Check out this video from Curtis Seebeck (mesquiteman) - it's the slickest CA-application technique that I've ever seen. So far, I haven't been able to duplicate it consistently, but I'm trying. The entire video is well worth watching, but you can skip ahead to about the 10:20 mark to watch him glue in the tube:
Mesquiteman on YouTube

As with all pen turning techniques, just keep experimenting until you find what works best for you.

Edgar


----------



## MTViper (Aug 20, 2015)

I have used all 3 things mentioned here.  If I'm in a hurry, I'll use CA - usually Gorilla Glue brand.  I've found it's pretty good quality and doesn't go bad as quickly as other brands.  I only use CA on wood though.

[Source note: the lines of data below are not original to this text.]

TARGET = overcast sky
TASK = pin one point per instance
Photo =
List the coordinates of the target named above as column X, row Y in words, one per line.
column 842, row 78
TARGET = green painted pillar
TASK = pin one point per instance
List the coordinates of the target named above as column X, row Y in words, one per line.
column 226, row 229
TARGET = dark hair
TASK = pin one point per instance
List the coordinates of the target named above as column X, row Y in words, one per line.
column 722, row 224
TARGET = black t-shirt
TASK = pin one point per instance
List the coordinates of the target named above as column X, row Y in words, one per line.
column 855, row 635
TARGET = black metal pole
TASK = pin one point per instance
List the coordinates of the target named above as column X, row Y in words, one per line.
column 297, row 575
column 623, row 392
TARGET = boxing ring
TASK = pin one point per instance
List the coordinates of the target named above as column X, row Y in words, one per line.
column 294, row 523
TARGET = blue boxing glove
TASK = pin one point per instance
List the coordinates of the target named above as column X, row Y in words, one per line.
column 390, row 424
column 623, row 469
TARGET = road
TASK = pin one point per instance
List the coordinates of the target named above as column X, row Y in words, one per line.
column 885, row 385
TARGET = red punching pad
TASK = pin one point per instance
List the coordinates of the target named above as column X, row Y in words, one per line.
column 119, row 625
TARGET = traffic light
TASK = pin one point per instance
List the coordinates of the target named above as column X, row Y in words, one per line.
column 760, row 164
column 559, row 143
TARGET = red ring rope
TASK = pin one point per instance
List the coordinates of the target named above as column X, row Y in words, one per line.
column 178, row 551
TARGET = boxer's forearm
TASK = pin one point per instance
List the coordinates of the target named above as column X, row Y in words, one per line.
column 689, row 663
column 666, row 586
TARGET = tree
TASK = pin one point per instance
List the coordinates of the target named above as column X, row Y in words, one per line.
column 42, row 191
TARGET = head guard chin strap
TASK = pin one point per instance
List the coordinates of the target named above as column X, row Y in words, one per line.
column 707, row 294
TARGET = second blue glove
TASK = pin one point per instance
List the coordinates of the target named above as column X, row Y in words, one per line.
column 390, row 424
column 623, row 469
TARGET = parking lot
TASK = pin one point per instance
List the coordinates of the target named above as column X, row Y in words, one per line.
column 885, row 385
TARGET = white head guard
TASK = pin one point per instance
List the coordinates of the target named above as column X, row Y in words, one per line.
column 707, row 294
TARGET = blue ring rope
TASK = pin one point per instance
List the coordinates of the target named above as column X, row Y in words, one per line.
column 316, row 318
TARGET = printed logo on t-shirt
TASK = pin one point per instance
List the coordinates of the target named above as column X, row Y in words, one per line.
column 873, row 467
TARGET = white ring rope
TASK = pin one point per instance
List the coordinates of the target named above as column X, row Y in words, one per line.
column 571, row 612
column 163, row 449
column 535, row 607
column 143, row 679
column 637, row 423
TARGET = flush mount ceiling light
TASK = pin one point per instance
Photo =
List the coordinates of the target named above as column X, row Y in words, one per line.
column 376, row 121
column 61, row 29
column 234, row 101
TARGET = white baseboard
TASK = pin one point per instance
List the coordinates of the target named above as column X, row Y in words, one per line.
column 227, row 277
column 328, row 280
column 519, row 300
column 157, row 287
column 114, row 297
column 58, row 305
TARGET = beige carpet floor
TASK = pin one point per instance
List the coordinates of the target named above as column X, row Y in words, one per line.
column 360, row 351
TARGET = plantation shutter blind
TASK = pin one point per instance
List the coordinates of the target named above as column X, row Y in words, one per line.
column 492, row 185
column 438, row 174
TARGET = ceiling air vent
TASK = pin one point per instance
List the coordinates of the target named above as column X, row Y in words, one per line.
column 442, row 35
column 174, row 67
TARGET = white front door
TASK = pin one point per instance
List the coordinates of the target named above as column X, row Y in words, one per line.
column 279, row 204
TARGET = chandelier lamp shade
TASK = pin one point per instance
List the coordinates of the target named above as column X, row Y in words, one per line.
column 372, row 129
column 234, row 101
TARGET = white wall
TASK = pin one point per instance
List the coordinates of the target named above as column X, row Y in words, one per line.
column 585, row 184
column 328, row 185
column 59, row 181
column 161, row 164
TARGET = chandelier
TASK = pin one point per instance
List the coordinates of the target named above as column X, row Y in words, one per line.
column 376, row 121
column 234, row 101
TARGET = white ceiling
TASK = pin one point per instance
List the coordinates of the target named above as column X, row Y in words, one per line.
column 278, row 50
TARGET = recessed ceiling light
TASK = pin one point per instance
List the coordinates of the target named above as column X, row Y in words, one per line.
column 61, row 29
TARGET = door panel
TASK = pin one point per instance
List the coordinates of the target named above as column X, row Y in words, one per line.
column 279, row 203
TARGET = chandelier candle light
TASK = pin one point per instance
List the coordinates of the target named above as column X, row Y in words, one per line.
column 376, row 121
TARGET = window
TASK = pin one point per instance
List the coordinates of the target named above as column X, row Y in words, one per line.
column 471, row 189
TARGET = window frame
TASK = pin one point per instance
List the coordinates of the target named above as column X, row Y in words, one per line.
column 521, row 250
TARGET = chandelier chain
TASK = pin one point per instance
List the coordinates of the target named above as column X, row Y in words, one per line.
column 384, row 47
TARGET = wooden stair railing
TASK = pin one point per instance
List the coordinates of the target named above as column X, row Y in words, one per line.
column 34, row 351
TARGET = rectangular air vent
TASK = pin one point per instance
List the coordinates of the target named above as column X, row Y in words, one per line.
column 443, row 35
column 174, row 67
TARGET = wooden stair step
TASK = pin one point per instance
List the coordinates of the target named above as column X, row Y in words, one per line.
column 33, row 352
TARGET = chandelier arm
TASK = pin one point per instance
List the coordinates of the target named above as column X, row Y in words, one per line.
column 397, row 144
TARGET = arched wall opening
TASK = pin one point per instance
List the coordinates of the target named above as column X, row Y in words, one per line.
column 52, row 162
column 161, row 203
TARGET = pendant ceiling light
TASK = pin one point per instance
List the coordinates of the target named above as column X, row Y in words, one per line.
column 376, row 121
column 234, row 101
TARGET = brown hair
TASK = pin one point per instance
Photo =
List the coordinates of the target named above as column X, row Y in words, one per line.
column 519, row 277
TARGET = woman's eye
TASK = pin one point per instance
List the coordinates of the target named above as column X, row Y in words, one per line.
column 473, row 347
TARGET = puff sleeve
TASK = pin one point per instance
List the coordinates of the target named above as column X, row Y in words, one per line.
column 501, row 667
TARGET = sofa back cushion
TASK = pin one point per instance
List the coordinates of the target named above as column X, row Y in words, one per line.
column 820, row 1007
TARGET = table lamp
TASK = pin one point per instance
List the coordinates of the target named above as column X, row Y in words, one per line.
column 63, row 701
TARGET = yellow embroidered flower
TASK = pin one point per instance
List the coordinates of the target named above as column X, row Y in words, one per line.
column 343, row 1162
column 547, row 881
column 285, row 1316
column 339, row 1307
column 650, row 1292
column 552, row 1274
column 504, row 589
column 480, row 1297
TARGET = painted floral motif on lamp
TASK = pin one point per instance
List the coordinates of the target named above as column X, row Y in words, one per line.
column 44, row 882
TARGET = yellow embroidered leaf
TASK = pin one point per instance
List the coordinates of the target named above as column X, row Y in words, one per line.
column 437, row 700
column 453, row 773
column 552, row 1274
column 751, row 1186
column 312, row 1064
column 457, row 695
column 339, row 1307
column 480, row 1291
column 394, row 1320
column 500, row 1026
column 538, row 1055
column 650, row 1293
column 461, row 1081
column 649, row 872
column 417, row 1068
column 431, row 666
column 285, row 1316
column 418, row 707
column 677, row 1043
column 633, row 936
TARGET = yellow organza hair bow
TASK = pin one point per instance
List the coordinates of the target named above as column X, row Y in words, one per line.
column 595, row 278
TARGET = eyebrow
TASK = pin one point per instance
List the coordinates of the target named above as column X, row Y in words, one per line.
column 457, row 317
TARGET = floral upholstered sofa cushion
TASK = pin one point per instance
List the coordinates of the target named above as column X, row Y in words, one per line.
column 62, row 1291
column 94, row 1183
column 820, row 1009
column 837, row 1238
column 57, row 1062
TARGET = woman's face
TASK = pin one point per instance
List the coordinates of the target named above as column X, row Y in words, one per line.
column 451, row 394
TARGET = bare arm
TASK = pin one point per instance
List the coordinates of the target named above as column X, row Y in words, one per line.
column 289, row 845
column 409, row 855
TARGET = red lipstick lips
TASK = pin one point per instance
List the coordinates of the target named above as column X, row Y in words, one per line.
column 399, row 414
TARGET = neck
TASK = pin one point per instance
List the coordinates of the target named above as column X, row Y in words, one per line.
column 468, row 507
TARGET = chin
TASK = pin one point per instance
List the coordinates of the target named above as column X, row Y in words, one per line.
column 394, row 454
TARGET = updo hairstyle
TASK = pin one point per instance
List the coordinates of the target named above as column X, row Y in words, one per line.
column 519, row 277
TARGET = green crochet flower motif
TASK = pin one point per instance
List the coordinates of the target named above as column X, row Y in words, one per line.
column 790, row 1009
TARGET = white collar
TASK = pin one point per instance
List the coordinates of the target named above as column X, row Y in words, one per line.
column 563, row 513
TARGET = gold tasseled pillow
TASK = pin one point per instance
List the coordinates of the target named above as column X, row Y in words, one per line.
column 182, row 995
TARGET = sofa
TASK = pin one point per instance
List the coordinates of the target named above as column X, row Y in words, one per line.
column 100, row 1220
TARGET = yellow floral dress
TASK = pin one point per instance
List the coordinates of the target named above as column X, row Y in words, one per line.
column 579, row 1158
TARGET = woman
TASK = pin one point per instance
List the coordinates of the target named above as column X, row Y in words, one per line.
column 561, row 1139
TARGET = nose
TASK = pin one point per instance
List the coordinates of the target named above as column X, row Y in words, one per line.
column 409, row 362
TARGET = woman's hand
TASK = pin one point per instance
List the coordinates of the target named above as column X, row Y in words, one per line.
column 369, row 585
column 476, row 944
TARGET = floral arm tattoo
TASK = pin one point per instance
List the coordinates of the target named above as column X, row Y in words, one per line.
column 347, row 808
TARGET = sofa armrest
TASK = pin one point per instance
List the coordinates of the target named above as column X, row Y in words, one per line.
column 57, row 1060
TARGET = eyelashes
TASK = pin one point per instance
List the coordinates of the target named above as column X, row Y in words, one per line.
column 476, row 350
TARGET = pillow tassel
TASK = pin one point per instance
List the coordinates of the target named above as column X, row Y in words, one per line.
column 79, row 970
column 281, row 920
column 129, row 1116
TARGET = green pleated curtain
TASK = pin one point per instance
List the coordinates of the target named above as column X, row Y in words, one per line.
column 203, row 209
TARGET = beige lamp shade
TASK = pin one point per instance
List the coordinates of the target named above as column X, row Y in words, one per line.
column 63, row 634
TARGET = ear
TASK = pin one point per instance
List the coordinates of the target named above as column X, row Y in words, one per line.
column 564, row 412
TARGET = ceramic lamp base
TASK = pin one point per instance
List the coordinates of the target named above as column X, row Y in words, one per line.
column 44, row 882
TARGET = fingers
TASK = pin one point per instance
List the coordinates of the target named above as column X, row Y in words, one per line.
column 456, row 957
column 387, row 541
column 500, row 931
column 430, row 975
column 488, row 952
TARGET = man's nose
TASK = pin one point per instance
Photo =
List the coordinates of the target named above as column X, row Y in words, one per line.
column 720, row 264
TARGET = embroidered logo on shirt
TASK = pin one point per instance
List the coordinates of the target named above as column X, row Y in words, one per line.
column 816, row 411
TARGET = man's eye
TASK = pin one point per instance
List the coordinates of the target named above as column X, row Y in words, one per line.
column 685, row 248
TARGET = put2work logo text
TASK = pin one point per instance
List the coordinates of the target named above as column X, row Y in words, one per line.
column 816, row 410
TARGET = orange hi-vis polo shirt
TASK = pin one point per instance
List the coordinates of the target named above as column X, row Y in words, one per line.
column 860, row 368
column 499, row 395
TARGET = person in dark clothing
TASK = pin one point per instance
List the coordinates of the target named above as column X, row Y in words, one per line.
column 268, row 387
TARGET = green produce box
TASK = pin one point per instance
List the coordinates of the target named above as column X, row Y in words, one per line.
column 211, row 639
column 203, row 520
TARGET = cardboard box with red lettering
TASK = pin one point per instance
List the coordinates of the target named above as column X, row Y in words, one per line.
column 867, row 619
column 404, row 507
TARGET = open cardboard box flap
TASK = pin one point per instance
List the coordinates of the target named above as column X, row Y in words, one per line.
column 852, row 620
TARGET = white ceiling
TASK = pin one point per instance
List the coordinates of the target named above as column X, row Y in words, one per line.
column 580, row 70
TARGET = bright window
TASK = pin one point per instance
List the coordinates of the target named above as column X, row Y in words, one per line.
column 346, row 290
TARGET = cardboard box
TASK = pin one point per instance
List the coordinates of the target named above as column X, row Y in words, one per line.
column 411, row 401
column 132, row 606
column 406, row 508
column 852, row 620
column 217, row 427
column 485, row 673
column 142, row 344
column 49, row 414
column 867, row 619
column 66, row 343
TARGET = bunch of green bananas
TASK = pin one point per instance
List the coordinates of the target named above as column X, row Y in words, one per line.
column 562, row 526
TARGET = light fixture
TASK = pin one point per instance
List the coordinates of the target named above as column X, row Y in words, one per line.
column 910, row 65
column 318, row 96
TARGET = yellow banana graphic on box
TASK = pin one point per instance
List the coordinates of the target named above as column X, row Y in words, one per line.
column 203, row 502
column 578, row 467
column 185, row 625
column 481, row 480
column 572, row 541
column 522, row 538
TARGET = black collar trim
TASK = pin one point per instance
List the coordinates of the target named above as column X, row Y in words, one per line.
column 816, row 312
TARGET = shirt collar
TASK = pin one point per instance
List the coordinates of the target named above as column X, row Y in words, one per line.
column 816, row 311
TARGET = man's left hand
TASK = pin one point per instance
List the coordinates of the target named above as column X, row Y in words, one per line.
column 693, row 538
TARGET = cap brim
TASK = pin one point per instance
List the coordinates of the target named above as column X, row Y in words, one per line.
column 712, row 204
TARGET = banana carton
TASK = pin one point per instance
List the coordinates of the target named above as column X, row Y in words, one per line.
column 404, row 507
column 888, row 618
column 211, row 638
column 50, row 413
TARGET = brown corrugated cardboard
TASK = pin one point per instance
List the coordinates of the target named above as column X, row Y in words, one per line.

I like Barrel Bond from Woodcraft for my epoxy.  It's a 5 minute open time, but it also expands like Gorilla Glue to fill any gaps between the tube and blank.  I've never had a glue failure with BB.  You can work with it in 20 minutes, but my habit is normally to prep a bunch of blanks today and turn them tomorrow so it's nice and set.

I quit using Gorilla Glue (poly) because of the expansion issues.  It's great glue, but can leave you with some real problems if you're not careful.


----------



## drewdin (Aug 21, 2015)

I used Titebond Polyurethane Glue yesterday, but it foams when its curing. I won't know how easy it is to remove until I square the blanks later today. I have only been making wood pens, nothing acrylic yet. I also tried medium CA which give me a few more seconds and is less messy than thin CA.  Thanks for the tips


----------



## WriteON (Aug 21, 2015)

CA for me all the time. I wear quality rubber gloves. Not the ones from Costco as the CA sticks to them. I do the gluing over a piece of cardboard. CA is messy. Take your time when working with it. I just started plugging the brass tube ends with a piece of dental baseplate wax.


----------



## Charlie_W (Aug 21, 2015)

Only 5min. epoxy for all blanks. Clear drying epoxy..not yellow.


----------



## twinsen (Aug 21, 2015)

I use CA EXCLUSIVELY. I decided that what little time I get in the shop has to be maximized. So I have just honed my skills at gluing things up quickly. The only place this ever bites me when working with metal segments. CA no like heat.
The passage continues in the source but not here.